Selasa, Maret 10, 2009

Ney....??

Lagi..., Jogja menyuguhkan sebuah kisah baru buatku. Kenapa kubilang baru, karena belum lama ini aku bertemu (lagi) dengan teman lama yang sama sekali tidak pernah kuduga.

Di Jogja, di mana 22 tahun yang lalu untuk pertama kalinya aku menetap lama di sebuah kota. Karena sebelumnya aku selalu berpindah-pindah kota mengikuti orang tua pindah tugas. Dan di sinilah separuh kisah hidupku sebagai wanita dewasa di mulai. Kenapa kubilang seperti ini, karena di kota-kota sebelumnya aku masih kecil dan remaja. Kulewati semuanya layaknya anak-anak seusiaku saat itu.

Di Jogja, banyak hal yang tidak pernah kusangka terjadi di sini. Suka maupun duka pernah kualami di sini. Pasti lah, karena aku sebagai manusia biasa tidak kan pernah luput dari persoalan hidup. Klise yaa?

Awal Maret lalu seorang teman lamaku Ney, berkunjung ke Jogja.
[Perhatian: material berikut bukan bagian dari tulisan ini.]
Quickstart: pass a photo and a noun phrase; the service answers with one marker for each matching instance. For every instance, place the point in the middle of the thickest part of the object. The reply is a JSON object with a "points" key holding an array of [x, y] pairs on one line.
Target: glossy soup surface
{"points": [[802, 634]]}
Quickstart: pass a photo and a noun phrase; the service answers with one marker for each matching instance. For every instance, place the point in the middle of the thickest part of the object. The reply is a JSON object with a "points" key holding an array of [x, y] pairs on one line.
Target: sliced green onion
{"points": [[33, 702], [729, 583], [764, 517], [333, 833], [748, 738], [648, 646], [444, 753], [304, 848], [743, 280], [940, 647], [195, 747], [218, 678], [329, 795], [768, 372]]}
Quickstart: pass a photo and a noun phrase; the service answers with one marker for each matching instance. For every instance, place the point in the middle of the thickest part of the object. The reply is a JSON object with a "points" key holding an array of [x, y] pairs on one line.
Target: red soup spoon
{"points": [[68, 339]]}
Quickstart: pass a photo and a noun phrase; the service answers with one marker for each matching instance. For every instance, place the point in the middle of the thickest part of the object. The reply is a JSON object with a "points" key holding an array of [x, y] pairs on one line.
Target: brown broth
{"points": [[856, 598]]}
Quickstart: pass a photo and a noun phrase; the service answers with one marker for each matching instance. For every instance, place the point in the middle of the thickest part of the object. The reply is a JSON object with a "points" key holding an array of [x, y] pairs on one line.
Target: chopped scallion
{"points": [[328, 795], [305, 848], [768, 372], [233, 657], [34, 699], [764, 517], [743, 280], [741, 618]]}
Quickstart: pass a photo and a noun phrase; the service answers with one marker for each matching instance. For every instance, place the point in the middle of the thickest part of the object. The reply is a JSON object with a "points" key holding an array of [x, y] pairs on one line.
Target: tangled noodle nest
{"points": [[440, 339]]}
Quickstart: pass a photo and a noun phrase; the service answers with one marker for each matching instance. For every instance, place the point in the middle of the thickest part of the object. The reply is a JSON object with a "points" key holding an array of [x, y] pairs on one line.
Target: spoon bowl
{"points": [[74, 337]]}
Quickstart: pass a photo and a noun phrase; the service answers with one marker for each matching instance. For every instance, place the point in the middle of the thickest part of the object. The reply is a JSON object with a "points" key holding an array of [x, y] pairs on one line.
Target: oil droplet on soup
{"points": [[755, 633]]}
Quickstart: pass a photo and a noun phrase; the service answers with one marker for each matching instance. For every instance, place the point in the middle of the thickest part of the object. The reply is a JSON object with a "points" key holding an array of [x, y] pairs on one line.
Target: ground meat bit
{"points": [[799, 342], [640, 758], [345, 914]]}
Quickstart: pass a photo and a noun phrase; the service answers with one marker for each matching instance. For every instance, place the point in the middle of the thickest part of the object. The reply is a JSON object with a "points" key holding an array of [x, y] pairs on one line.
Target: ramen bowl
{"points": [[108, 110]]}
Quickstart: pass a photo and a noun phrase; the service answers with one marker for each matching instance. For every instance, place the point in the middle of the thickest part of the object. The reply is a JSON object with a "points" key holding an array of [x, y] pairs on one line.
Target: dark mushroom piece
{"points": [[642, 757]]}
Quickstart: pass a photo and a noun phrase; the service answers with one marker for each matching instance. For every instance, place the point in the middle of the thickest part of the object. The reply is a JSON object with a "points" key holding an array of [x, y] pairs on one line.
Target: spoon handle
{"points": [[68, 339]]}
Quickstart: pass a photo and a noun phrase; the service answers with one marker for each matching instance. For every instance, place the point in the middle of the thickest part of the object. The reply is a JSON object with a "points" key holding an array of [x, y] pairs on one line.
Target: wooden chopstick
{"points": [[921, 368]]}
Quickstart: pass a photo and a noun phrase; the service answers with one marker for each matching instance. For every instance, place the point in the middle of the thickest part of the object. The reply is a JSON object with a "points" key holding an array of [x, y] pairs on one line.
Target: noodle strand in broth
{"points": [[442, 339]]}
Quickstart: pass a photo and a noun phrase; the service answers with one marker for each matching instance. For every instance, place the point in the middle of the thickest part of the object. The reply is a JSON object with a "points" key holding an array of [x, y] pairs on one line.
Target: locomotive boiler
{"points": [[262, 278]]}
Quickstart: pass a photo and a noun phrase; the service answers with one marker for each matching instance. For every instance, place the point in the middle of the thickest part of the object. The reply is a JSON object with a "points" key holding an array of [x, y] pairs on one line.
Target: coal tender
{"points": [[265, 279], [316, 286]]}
Pesawat Garuda yang ditumpangi Ney mendarat kira-kira jam 18.30 WIB. Ney memberitahuku bahwa dia sudah mendarat di Jogja. Segera Ney meluncur ke sebuah hotel bintang lima di kawasan pusat kota. Setelah melakukan check in dia pun on the way menjemputku.

Kemudian kami bertemu......,
Haah.... Ney? Nyaris kami tidak percaya akan pertemuan itu. Hampir tidak ada berubahan fisik darinya, tetap good looking dan selalu ramah terhadapku. Kami bertemu, ngobrol dan makan sambil bercerita masa lalu kami. Dari ceritanya, tidak kuduga bahwa dia sebetulnya sering ke Jogja karena urusan pekerjaan. Dia pun bilang, bahwasannya selama ini dia mencariku juga. Tapi waktu yang begitu panjang tidaklah cukup bagi kami untuk bisa saling menemukan. Waktu yang berbicara, akhirnya Tuhan pun mengabulkan harapan kami untuk bisa saling bertemu lagi.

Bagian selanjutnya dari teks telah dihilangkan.